Gigaton (2020) é um disco que se aproxima muito de Bruce Springsteen fase “Lucky Town” (1992). É um disco de 12 canções em que Eddie Vedder fala sobre tudo (política, machismo etc.) sem abandonar um certo messianismo e aquela autoanálise autoindulgente que pode soar totalmente mala, mas também vale pra boomer se sentir o próprio (quem? eu…?).

Faixa a faixa:

1- Who ever said – se você já ouviu PJ, você já ouviu essa, tem todas as convenções, mudanças melódicas e tals . Traz já de cara uma letra olhando pra dentro. Num mundo de incertezas e inércia, de verdades distorcidas e doloridas, pra que o Rock? Resposta, pra ter “Satisfaction”.

2- Superblood Wolfmoon – essa pra mim deveria abrir o disco, rápida, agressiva e um tanto polêmica. É a faixa “me too” dos caras, onde Eddie não só faz uma autocrítica, mas também manda descer do pedestal. Ele fala de um homem acuado, irritado e culpado, que ainda não sabe como lidar com  a “loba” na lua cheia.

3- Dance of the Clairvoyants – faixa de lançamento, causou uma comoção entre os fãs que acharam muito “eletrônica”, mas a mim veio “Cannonball”, do Breeders,  e  “Ulysses”, do Franz Ferdinand, no refrão. Mais temas de confusão e angústia em relação a uma modernidade que não veio pra resolver, mas pra piorar.

4- Quick Scape – fazia tempo que eu não ouvia uma faixa tão Zeppelin dos caras, seja nas guitarras, na cozinha ou no refrão. A letra,  bem anti-trump, justifica sua “saída rápida” pra arrumar as ideias no meio dessa lama. Sugiro umas cervejinhas ou um chá.

 

Foto: divulgação

 

5- Alright – Essa é tão neo hippie que exala patchouli. Discursinho tirado a U2 tentando mostrar que se importa. Não, obrigado!

6- Seven O’Clock – Bruce Springsteen devia cobrar direitos autorais por essa. Panfletária (Trump escroto!), funciona muito porque o estribilho faz tudo soar sincero.

7- Never Destination – outra das minhas preferidas, direta, reta e energética. Muito legal pensar que uma banda com esse tempo de estrada ainda soa tão crua quando quer.

8- Take the Long Way – tem um riff quebrado muito interessante, me lembra  “Life Wasted” na melodia, desce redondo e não desanima.

9- Bucle Up –  faixa passável, passe pra próxima.

10- Comes then Goes – melhor balada do disco, de longe. Violão de cordas de aço, sempre roqueiros. Influência Country sem soar mala, uma das coisas que o PJ sabe bem.

11- Retrograde – aposto que essa foi encomendada para o vídeo do Partido Democrata, messianismo embalado a vácuo. Boa pra Ioga de manhã cedo. Amanhã eu começo, tá?

12- River Cross – segunda faixa roubada do “Boss”, última do disco, uma súplica por luz em tempos sombrios, não funcionou pra mim, mas talvez vire a sua “música da crise”.  Se cuida. Tamo junto.

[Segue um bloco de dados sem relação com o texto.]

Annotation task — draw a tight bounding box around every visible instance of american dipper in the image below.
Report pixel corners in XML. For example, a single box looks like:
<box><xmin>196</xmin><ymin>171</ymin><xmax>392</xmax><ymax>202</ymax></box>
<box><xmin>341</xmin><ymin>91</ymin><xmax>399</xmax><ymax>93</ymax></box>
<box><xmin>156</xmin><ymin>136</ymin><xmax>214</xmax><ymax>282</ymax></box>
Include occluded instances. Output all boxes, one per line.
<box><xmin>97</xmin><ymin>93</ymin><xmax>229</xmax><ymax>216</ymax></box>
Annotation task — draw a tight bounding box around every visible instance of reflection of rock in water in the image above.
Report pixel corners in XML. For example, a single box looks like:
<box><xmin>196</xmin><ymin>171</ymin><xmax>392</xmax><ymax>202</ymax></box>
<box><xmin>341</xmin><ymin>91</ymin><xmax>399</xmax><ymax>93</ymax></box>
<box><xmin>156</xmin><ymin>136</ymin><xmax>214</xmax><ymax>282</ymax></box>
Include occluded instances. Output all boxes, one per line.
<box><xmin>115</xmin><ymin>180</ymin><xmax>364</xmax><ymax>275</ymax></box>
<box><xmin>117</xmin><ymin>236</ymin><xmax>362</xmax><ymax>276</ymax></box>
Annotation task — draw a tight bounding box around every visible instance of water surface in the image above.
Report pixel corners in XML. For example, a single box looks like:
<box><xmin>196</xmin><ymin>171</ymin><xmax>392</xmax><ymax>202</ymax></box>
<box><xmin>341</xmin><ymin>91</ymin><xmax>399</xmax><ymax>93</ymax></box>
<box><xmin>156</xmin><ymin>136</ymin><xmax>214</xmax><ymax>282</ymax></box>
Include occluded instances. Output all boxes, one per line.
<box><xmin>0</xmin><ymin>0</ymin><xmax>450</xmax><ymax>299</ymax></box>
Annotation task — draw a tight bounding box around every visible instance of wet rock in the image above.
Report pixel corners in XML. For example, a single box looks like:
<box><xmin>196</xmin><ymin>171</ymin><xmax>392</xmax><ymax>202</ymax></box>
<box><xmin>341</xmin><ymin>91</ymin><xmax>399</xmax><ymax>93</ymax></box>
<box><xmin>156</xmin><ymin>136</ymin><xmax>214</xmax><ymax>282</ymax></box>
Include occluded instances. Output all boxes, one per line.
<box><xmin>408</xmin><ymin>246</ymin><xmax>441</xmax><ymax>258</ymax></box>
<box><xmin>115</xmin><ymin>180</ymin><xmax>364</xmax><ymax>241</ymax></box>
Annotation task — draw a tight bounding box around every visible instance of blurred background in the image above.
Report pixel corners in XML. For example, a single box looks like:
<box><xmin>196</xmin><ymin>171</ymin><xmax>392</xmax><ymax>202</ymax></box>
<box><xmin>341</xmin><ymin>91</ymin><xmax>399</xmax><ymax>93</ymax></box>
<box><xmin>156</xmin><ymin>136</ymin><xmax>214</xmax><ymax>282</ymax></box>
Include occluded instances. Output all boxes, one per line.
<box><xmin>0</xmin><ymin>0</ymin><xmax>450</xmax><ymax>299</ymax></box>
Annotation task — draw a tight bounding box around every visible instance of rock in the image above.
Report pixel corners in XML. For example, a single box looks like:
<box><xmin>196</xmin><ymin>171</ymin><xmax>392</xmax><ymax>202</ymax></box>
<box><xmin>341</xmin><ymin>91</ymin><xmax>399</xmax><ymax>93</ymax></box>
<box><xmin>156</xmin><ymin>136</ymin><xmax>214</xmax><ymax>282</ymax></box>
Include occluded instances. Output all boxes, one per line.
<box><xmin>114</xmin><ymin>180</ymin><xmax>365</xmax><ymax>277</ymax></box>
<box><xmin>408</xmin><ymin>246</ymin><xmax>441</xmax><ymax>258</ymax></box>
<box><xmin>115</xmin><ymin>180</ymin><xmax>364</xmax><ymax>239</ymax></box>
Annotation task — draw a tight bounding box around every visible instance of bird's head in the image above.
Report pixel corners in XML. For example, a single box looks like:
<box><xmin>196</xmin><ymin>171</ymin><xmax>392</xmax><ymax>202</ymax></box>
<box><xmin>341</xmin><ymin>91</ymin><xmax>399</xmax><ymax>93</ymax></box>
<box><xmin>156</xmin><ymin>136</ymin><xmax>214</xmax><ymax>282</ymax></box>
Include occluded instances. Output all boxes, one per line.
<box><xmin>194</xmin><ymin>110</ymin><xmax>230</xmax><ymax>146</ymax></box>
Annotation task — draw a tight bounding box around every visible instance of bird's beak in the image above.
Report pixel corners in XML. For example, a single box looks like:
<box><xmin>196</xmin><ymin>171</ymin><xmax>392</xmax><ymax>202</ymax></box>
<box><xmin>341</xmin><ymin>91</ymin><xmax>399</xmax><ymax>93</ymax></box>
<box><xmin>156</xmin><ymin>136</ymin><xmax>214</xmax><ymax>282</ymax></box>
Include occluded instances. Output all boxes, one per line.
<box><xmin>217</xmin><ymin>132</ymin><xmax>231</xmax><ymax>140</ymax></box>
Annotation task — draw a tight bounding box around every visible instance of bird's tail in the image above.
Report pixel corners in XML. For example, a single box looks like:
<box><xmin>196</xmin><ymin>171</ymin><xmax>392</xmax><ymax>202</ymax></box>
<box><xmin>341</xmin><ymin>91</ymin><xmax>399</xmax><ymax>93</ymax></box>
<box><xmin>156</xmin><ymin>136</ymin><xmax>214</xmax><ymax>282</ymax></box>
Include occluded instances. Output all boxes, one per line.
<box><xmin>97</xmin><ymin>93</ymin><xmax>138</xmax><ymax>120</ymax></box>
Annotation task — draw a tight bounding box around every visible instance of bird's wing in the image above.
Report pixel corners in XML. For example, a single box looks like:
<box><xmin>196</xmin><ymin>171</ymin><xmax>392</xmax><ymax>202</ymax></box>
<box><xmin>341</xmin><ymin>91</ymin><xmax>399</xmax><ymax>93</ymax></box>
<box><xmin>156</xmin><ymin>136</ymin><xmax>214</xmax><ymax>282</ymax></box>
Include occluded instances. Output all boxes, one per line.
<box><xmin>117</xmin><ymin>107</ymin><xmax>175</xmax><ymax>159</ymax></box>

O disco funciona, seja pra quem é fã, porque não foge muito do som deles, seja pra quem quer ouvir um disco de rock que trate do estado atual das coisas sem querer lhe dizer o que fazer, mas perguntando por que fazer. Pearl Jam ainda me causa um certo orgulho, boomer nostálgico que sou.

 

 

 

Wilfredo Lessa Jr. é professor de inglês que nunca morou fora, músico que não toca instrumento e intelectual que não se formou. Diz ele. Membro inativo do P3 (projeto 3), Infected Minds e Irmandade Arcana. Também se finge de escritor para poder falar de livro com gente que é.